Ignatian Icon by Kathy Sievers
About a week ago, a good friend of mine sent me the following message:
When you have a moment, can you... translate this beautiful icon for me? You may or may not know we are in the Ignatian Year commemorating the 500th year of Saint Ignatius’ conversion.
So, fun fact... I did NOT know that the Ignatians were celebrating such a big anniversary! Now I do, so thanks, Rod! Happy anniversary to any Ignatians who stumble through this blog.
As for the icon- WOW. There is so much about this icon that I love that I hardly know where to begin. The name of this icon (as seen on the reverse of the prayer leaflet) is the Missioning of Xavier. It was written by iconographer Kathy Sievers who clearly knows a thing or two about traditional iconography.
To give you some context, this icon depicts the moment St. Ignatius sends his good friend, St. Francis Xavier, on an evangelization mission that would take him to India, China, Japan, Malaysia, and even Sri Lanka! As my friend, Rod, would later point out, he was second only to St. Paul in his missionary endeavors!
As this icon is about St. Francis, we'll begin with him as our focal point:
He is seated in a boat and is focused intently on the directive being offered to him by Ignatius. The directive, familiar to any Ignatian (or old school Catholic who had to write "AMDG" atop their homework), is "Ad Majorem Dei Gloriam," meaning "For the Greater Glory of God." Being so focused on this directive while grasping it in his left hand indicates that Francis accepted this mission both in thought and action.

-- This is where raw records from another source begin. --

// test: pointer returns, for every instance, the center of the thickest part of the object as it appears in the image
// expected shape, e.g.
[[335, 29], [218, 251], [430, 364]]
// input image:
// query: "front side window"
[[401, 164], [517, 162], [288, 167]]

Rather than coloring his robes strictly black (which, in iconography, indicates death/evil), she chose a very specific blend of colors. However, before I can discuss the colors of his robe, I must explain the boat dear Francis finds himself in.
Early in Christian art, the Church was symbolized by a boat (the Barque of St. Peter). That tradition is happily kept alive in this icon. The mast is a Latin Cross and its white sail (indicating purity) is tied at seven distinct points (5 visible and 2 hidden by Ignatius). These seven points are, in fact, the Seven Sacraments that the Church inevitably brings with Her wherever She goes. The gold band encircling the edge of the sail (like a wedding ring!) is reminscent of white chasubles edged in gold for special feasts. The boat, itself, is painted with notes of deep red and gold. Red is the color of the Holy Spirit (fire) and blood (sacrifice). Gold indicates divinity (or sanctity which is why halos are gold). The red and gold from the boat seep into Francis' cassock which is highlighted in blue, the color of Our Lady.
[Fun fact: Ignatians were known to tie blue sashes around their waists for special missions or Marian Feasts ala knights who tied the kerchief of a lover to their armor as they rode into battle. Ignatians were deeply devoted to Our Lady, so seeing hints of blue in Francis' cassock is an homage to being under her protection (similar to how those who wear the Scapular are considered under Mary's special protection).]
Thus, we see in Francis' cassock all these colors combined and it's almost as if Francis and the boat (Church) are one. Gah - I just love it!
Moving on to Ignatius, you'll see that he, too, doesn't have a strictly black cassock because in iconography, black is the color of evil/death. To skirt this, a very deep blue is used with white highlights, hinting at Ignatius' purity. He is standing above Francis, indicating the clear hierarchy between them. His hand is raised in blessing while he entrusts the mission to his dear friend. All around them is a dazzling gold that almost shines through the computer screen (I can only imagine how gorgeous it must be in person). The gold symbolizes God's Divine blessing over the men, the mission, and the Church.
Finally, there's a little stack of rocks in the bottom righthand corner, just behind Ignatius. Believe it or not, this little rocky structure is my favorite part of the entire icon!
In order to get to the boat, both men had to come "down the mountain" so to speak.
Both are brilliant, lofty saints who could have easily continued to strive for God "in the clouds" (meaning all philosophy). Ignatians, though, aren't known for being strictly philosophers, though, are they?
No. They're known for coming "down the mountain" to be among those most in need of help. While spirituality is very much central to the Ignatian order, recognizing God's Presence in all things necessitates going out to meet Him where He is. The hint of rocks to the right is a subtle reminder of that.
What a brilliant, inspired touch! I love it so very much!
So Happy 500th Anniversary, St. Ignatius! I'm sure all the Jesuits who have followed after you these last few centuries appreciate your change of heart!
And to Rod, as always, thanks for sharing these bits of Sacred Art with me!